The thing is 800 pounds, has a 20- or 30-foot wingspan, and comes with talons six inches long. It has a horrid scream - such an ear-piercing noise that it rivals a locomotive whistle's blast.

According to a team of trappers and hunters, all billed as "West Virginia native sons," who comprise the cast of Destination America's Mountain Monsters, this beast, which according to a graphic regularly flashed across the screen during this particular feature of this creature, appears to be a pterodactyl left over from prehistoric times, and it's been flapping its wings around Preston County, W.Va., for a long time, feeding on both domesticated and wild animals.

"Teddy Roosevelt had it on his list of big game," says Jeff, the white-bearded, massive, mountain man (Jeff would look very much like Santa Claus in a that red Yuletide getup) who serves as the historian and researcher of the crew.

Mountain Monsters follows a strict formula, and in the opening scene of every episode (where the crew is riding to a destination somewhere in the Mountain State, or on rare occasions, in southeastern Ohio), Jeff gives the Appalachian Investigators of Mysterious Sightings (AIMS) team cramped inside an SUV a history lesson about the monster they've chosen to track down, as they ride to their latest adventure.

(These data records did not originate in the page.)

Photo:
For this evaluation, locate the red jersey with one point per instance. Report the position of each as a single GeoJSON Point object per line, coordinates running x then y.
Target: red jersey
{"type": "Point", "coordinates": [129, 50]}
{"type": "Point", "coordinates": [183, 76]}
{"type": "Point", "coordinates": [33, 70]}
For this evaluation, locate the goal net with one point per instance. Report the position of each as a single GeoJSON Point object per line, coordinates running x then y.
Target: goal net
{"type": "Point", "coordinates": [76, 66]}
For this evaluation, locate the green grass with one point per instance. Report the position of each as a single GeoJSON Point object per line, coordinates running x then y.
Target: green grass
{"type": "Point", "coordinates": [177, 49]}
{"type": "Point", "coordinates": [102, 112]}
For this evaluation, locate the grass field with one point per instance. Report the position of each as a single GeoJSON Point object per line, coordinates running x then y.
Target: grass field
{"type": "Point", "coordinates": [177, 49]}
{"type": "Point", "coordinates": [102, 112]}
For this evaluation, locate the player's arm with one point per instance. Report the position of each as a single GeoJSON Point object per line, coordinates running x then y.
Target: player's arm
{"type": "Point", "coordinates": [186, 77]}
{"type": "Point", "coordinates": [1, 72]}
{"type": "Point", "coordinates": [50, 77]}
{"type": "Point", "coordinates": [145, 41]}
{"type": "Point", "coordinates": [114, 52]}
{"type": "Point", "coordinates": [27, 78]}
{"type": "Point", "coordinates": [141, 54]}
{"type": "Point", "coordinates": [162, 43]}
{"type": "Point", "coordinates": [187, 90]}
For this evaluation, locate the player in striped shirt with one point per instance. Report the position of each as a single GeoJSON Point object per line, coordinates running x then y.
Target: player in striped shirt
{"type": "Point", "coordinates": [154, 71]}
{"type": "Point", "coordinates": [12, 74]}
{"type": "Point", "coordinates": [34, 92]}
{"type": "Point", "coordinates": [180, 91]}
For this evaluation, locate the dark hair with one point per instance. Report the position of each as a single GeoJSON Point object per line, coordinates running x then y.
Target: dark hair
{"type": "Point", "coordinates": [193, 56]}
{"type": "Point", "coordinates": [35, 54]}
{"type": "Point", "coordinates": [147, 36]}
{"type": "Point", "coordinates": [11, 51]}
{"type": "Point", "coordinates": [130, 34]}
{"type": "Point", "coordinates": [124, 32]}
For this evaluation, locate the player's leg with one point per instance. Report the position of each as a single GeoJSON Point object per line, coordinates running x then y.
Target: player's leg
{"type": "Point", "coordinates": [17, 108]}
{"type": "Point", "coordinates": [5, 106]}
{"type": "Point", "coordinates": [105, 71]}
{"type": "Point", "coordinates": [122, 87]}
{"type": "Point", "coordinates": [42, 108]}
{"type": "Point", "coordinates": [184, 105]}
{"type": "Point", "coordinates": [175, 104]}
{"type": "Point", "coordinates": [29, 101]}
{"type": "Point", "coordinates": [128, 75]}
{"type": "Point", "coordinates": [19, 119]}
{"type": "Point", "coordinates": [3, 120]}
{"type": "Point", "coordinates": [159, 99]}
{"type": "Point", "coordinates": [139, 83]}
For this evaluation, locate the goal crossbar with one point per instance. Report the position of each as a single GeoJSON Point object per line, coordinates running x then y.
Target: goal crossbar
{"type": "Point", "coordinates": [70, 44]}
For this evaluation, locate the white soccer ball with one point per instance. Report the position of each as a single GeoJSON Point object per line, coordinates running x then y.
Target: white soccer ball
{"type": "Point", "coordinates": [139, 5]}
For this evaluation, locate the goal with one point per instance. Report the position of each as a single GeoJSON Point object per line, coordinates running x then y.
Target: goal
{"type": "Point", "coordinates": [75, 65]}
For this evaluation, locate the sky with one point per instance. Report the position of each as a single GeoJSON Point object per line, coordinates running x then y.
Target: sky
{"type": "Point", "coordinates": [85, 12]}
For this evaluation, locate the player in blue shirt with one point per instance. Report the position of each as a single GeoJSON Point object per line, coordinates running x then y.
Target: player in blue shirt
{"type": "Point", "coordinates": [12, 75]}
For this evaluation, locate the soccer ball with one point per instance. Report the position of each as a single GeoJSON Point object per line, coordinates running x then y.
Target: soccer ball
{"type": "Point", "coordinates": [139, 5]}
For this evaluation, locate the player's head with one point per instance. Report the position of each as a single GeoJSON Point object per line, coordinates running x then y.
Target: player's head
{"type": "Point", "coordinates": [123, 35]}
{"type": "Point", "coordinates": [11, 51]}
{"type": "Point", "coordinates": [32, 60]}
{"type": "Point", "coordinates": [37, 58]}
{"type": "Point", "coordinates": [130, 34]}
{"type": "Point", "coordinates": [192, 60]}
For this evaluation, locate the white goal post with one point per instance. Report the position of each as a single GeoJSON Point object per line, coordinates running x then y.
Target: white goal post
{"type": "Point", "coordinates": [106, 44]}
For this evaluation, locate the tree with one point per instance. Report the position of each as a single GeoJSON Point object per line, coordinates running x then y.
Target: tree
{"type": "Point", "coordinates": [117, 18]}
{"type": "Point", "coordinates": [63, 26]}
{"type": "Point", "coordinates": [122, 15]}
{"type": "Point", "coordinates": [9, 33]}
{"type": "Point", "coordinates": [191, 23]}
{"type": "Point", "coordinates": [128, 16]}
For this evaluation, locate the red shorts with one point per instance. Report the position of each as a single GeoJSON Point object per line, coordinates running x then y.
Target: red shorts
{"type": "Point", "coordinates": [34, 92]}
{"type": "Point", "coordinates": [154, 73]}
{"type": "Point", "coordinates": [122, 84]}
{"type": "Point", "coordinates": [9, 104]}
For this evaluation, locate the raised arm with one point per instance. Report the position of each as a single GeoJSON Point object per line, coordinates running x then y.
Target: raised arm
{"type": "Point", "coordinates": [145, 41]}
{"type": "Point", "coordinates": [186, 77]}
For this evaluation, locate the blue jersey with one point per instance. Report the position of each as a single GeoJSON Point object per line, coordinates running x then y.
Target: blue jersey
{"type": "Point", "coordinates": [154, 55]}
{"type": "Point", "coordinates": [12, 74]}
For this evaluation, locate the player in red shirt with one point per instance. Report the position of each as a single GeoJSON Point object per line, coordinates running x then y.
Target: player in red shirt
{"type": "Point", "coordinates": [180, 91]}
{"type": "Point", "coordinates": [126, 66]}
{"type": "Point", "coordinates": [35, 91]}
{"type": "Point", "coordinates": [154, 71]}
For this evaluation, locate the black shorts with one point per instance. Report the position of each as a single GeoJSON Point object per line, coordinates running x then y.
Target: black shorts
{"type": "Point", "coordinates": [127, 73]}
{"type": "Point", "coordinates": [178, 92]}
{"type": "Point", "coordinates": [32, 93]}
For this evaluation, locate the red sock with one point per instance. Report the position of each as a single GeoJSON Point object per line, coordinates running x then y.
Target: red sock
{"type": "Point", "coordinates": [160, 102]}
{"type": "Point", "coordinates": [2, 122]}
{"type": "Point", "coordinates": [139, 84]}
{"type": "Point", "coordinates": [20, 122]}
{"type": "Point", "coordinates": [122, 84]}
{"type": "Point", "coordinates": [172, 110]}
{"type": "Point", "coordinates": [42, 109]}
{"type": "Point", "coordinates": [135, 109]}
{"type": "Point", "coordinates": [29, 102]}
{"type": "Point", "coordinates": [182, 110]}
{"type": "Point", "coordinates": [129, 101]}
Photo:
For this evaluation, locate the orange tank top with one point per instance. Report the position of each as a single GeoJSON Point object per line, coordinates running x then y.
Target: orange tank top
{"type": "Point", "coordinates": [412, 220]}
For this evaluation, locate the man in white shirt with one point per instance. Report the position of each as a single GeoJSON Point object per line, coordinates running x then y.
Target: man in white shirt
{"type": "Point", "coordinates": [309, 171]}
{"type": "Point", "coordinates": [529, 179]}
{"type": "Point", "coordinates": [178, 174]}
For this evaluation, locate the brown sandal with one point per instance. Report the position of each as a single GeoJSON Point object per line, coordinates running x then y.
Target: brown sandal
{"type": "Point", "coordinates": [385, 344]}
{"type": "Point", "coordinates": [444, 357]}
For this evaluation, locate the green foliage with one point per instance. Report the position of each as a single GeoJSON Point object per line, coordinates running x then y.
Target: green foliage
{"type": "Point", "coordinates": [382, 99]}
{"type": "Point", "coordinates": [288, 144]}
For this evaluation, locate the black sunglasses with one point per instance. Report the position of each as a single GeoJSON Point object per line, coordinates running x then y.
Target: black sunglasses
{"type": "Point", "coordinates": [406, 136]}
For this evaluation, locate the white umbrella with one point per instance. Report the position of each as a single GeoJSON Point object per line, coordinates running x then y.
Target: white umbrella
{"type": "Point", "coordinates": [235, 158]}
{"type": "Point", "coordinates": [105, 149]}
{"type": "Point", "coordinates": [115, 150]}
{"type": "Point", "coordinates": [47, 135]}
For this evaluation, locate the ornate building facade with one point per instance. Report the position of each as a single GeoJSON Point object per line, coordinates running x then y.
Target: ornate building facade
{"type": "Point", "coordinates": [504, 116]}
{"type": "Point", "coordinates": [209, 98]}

From flickr.com/photos/72251336@N04/8007244987/: Pteranodon in flight: This thing looks a lot like Destination America's .Mountain Monsters. depiction of the Snallygaster, an 800-pound, winged reptile with a humungous wingspan that legend has it, inhabits Preston County, W.Va.
Pteranodon in flight: This thing looks a lot like Destination America's .Mountain Monsters depiction of the Snallygaster, an 800-pound flying reptile with a humungous wingspan that legend has it, inhabits Preston County, W.Va.
(image by DSC82491)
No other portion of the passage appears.